Fabrics constructed with jute-cotton blended yarns are best suited for clothing used for winter wears, provided necessary chemical treatments are given to modify their chemical properties, discloses B Sathish Babu.

Textile technologists have been constantly concentrating on the retrieval of alternative for what had done a lot of hazards to the environment. Fibres produced by synthesis of chemicals posses non-degradability when dissipated from usage though they have been comfort fully used as clothing. There is a profound importance for finding bio-degradable materials that could compete.

Finding a new material with desired properties, it is easier to explore into a deep insight of what is available, the natural fibres. Almost all natural fibres are biologically degradable and possess excellent wearable properties. Researches are being carried out in two phases, one to find high tech materials for advanced applications and the other to enhance the properties of nature gifted materials to common usage.

Wool is the well-known protein fibre utilised for the production of casuals in western countries, which has cold climatic conditions. In Asian countries it is used as the material for sweaters to be used during winter season. The costly prices of wool sweaters are well-known to everyone.

Acrylic is a synthesised fibre, which possesses properties similar to wool and is extensively used for the manufacturing of sweaters in a cost effective manner. This could give a vast production with reduced market costs.

Still usage of acrylic is common because of its easy care. The thermal maintenance of the fibre is also excellent so that it could give warmth of above what had been expected. Acrylic being a man-made polymer fibre it also suffers the same non-biodegradable problem. This would become a serious issue in near future and works to find materials that could replace this are done at a least magnitude.

Natural fibres have been gaining momentum in current industrial situation because of their desirable qualities and abundance in quantity. Also they have to be processed both mechanically and chemically to improve their appearance, feel and other properties which would consume a lot in the end-product price in the market. Methods are to be developed to compete their usage in an economical way with synthetic materials.

Jute has always been a fibre of importance because India has been producing it in an abundant amount in the world next to Bangladesh. Research papers have been published that explores the desirable properties such as high strength, fibre length, tenacity, etc.

Jute also possess a certain degree of thermal retention that can be improved, which makes it suitable for the production of much cost effective winter wears. The main limitation of the fibre that inhibits its usage is its brittleness which yields high haired yarn when spun and also gives harsh feel when worn.
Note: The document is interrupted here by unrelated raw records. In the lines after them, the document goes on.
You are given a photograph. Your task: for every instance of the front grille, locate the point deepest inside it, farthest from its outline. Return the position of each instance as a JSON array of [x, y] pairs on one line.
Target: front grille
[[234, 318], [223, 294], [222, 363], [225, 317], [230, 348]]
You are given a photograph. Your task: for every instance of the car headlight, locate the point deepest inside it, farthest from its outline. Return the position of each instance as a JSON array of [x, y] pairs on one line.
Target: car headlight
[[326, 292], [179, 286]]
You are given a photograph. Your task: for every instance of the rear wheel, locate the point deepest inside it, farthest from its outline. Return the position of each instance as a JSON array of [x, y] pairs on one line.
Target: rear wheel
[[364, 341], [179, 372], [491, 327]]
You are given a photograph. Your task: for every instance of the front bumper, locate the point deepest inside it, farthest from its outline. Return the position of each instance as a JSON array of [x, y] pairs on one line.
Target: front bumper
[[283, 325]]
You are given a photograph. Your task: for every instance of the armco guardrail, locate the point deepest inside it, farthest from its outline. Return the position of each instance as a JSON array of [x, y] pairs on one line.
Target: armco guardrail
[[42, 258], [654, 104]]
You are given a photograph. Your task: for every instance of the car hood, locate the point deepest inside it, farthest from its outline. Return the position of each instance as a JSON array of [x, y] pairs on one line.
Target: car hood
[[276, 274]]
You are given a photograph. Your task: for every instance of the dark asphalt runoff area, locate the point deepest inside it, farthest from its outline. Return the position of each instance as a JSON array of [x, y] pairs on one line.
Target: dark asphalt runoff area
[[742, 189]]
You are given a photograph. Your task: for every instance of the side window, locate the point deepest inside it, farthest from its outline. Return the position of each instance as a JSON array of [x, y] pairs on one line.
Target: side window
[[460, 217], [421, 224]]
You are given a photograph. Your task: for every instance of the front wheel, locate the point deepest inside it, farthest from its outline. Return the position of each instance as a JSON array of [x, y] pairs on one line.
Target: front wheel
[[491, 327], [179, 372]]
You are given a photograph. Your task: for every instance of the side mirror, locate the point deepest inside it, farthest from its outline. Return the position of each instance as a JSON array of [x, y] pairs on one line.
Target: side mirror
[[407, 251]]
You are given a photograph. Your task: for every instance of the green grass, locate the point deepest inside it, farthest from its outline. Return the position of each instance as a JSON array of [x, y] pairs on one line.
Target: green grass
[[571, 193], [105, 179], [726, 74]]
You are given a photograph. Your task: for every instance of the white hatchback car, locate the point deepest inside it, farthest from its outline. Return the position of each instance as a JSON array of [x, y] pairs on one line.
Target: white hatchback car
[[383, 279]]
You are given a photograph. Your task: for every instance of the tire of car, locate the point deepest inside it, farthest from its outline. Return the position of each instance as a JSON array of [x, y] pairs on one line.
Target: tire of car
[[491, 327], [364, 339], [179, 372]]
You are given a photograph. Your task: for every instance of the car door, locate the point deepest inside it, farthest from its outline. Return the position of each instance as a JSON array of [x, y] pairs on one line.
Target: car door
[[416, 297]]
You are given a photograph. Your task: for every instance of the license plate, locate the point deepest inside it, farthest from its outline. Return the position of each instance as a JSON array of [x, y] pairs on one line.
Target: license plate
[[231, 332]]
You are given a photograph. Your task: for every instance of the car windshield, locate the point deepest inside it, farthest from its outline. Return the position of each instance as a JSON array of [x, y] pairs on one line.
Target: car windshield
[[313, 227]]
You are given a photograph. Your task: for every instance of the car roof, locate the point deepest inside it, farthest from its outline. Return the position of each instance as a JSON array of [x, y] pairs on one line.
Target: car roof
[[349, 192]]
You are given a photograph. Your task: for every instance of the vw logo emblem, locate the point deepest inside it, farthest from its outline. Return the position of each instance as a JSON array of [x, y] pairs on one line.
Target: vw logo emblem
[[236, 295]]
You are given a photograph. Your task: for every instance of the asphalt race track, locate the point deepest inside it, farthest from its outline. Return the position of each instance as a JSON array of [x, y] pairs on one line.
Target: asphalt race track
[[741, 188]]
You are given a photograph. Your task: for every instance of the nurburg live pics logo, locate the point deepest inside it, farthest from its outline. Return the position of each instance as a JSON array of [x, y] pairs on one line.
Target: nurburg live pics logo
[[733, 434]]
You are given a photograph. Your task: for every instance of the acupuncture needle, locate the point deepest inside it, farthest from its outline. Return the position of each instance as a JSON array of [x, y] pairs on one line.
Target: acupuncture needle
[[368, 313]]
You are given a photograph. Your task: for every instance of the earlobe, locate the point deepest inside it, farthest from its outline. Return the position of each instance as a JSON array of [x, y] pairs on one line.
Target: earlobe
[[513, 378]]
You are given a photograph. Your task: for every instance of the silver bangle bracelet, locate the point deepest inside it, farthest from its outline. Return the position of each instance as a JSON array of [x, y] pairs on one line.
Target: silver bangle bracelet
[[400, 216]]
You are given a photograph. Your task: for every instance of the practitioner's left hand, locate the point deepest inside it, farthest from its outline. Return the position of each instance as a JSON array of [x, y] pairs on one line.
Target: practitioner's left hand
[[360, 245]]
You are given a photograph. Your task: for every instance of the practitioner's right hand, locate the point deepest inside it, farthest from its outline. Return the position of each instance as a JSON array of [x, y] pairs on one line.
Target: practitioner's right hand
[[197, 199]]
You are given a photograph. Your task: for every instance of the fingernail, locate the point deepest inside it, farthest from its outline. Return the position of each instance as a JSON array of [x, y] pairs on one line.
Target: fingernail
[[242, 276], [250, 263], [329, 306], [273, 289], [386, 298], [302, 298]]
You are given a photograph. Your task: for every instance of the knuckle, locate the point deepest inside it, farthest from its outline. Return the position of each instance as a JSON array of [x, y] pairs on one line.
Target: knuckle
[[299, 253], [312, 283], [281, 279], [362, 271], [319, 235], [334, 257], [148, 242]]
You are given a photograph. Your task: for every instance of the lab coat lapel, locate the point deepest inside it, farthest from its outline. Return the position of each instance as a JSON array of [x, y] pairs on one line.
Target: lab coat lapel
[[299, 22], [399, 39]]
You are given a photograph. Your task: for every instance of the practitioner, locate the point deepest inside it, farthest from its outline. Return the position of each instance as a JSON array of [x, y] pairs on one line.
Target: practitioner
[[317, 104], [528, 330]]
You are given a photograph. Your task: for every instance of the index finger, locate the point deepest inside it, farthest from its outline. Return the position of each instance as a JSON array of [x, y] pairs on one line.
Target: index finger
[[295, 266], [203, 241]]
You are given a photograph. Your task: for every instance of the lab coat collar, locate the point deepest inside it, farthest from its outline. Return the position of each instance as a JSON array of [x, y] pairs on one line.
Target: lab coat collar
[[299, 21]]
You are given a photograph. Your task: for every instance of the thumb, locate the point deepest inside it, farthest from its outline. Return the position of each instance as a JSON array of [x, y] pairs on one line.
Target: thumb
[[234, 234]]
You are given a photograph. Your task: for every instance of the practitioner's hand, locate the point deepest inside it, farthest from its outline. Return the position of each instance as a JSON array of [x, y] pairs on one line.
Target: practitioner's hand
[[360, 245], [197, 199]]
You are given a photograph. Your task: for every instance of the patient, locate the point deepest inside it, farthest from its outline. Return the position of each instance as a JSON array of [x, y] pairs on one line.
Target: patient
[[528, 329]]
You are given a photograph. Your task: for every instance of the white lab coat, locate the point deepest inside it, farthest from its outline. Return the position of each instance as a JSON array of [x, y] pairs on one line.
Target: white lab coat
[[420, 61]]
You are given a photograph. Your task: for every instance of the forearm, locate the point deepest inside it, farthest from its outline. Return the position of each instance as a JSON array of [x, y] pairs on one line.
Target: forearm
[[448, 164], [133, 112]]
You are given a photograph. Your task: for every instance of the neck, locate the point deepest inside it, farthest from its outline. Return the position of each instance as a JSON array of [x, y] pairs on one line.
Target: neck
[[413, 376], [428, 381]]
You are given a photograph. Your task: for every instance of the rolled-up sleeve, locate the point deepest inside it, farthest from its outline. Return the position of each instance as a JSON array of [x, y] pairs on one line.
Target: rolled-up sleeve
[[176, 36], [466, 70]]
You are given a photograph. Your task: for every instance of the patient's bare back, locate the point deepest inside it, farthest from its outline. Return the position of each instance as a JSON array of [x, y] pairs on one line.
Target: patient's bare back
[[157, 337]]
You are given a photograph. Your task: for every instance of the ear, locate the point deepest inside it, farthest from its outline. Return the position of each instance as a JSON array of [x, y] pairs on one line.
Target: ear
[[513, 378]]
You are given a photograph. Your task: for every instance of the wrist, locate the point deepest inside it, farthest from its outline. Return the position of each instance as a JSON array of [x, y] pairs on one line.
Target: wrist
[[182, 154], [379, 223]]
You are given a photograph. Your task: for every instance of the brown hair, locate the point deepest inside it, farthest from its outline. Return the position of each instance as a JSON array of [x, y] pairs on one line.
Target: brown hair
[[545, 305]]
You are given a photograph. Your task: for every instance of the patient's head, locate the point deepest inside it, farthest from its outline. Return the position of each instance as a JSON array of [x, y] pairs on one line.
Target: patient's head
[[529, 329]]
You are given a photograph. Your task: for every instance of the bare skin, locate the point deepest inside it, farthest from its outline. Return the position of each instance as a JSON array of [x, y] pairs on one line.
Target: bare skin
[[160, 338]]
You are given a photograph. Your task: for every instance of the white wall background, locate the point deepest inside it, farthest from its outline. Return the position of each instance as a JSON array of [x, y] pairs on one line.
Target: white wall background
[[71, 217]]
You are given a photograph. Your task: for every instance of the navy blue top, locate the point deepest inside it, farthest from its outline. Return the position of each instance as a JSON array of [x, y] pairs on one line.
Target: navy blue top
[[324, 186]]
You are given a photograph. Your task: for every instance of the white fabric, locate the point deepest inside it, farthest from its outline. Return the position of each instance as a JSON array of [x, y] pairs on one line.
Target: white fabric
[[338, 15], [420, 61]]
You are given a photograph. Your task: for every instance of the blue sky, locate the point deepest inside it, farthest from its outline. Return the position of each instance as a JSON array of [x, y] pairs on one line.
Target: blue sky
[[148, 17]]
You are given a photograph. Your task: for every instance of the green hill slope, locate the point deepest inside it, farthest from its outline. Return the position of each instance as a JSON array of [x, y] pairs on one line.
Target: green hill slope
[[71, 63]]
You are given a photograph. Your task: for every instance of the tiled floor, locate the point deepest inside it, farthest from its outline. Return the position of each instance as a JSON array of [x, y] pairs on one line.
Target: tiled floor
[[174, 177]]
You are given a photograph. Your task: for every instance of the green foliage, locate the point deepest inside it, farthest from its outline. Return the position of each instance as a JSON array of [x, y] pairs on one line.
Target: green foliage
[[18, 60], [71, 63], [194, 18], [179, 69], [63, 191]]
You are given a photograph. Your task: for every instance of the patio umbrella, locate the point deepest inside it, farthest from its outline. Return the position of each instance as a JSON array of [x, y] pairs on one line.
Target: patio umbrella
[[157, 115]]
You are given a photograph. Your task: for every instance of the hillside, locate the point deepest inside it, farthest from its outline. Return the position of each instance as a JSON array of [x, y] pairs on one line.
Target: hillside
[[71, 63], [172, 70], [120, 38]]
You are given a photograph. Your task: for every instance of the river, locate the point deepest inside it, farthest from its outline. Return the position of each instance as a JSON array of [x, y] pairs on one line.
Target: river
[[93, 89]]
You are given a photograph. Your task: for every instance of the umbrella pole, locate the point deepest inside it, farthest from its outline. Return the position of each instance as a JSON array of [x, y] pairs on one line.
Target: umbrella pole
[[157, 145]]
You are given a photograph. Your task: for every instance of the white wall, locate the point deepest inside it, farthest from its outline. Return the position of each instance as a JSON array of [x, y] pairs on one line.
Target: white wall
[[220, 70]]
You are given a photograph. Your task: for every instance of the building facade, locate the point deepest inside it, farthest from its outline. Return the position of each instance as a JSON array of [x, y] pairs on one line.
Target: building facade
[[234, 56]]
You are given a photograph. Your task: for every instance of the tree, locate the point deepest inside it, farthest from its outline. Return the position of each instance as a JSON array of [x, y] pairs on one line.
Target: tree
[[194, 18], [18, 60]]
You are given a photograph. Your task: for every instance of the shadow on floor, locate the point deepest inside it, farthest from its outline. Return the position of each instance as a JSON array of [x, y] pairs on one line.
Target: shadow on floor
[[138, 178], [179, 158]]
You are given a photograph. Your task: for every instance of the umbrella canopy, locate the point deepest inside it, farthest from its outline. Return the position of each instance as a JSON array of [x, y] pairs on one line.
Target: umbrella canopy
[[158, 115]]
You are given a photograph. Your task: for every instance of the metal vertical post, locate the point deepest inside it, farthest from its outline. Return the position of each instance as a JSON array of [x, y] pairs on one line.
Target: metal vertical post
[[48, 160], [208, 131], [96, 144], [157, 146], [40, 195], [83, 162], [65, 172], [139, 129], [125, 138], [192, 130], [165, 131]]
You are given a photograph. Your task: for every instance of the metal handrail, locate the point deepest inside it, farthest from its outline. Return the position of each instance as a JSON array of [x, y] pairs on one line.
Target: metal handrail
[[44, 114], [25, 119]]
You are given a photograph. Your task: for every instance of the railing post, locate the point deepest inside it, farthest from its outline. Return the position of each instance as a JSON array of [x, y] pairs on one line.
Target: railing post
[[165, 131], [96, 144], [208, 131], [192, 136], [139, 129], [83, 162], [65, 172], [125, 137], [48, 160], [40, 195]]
Improvements made in this concern could gain a good gathering in near future and hence bringing the market compatible natural products that would satisfy the expected positive impact on environment. The aim is:

* To produce knitted fabric with the commercially available jute cotton blended yarn.
* To chemically modify the fabric in order to improve its properties and appearance.
* To test the process modified fabric for its crease resistance, drape, bursting strength and thermal conductivity and to interpret the results.
* To sew the garment with the fabric to assess its wear comfort.

Materials & methods
Knitting
The fabric is knitted in single jersey knitting machine with the following particulars:


Chemical processing
In order to modify the surface characteristics of the jute/cotton blended fabric, it is subjected to various treatments with chemicals to improve the feel and hand without affecting other desirable properties. For finding an appropriate concentration of chemicals, four samples have been processed under various conditions of concentrations and treatments. For ease of identification, the samples are designated as follows:


Based on the previous studies made it was reported though woollenisation enables lateral swelling of fibres, a great strength loss occurs due to the excessive removal of pectin that acts as the binder molecules. Hence, it is important to asses the properties and feel of fabrics treated. So, the samples are to be processed in two categories one with woollenisation and the other without that.

Washing

The fabric samples are initially soaked well with detergent in order to remove the contaminations. Raw jute during retting process undergoes biological degradation of binding materials and the residue is in the dispersed form within the molecules of jute. Also it is composed of micro dust particles that inhibit the process in advanced stages. The samples are weighed initially and then wetted before impregnating in the wash bath. The samples are processed with following concentrations of liquors:


Scouring

Scouring is the process of removing the foreign contaminants in the material such as grease, stains etc and is accomplished with Caustic soda in common, for cotton fibres. Jute fibre is very sensitive to caustic soda and major implications such as structural variations, drop in tensile strength are reported. Hence, utilisation of strong alkali is eliminated and mild alkalis such as sodium carbonate, potassium carbonate are utilised for scouring process of jute/cotton blends.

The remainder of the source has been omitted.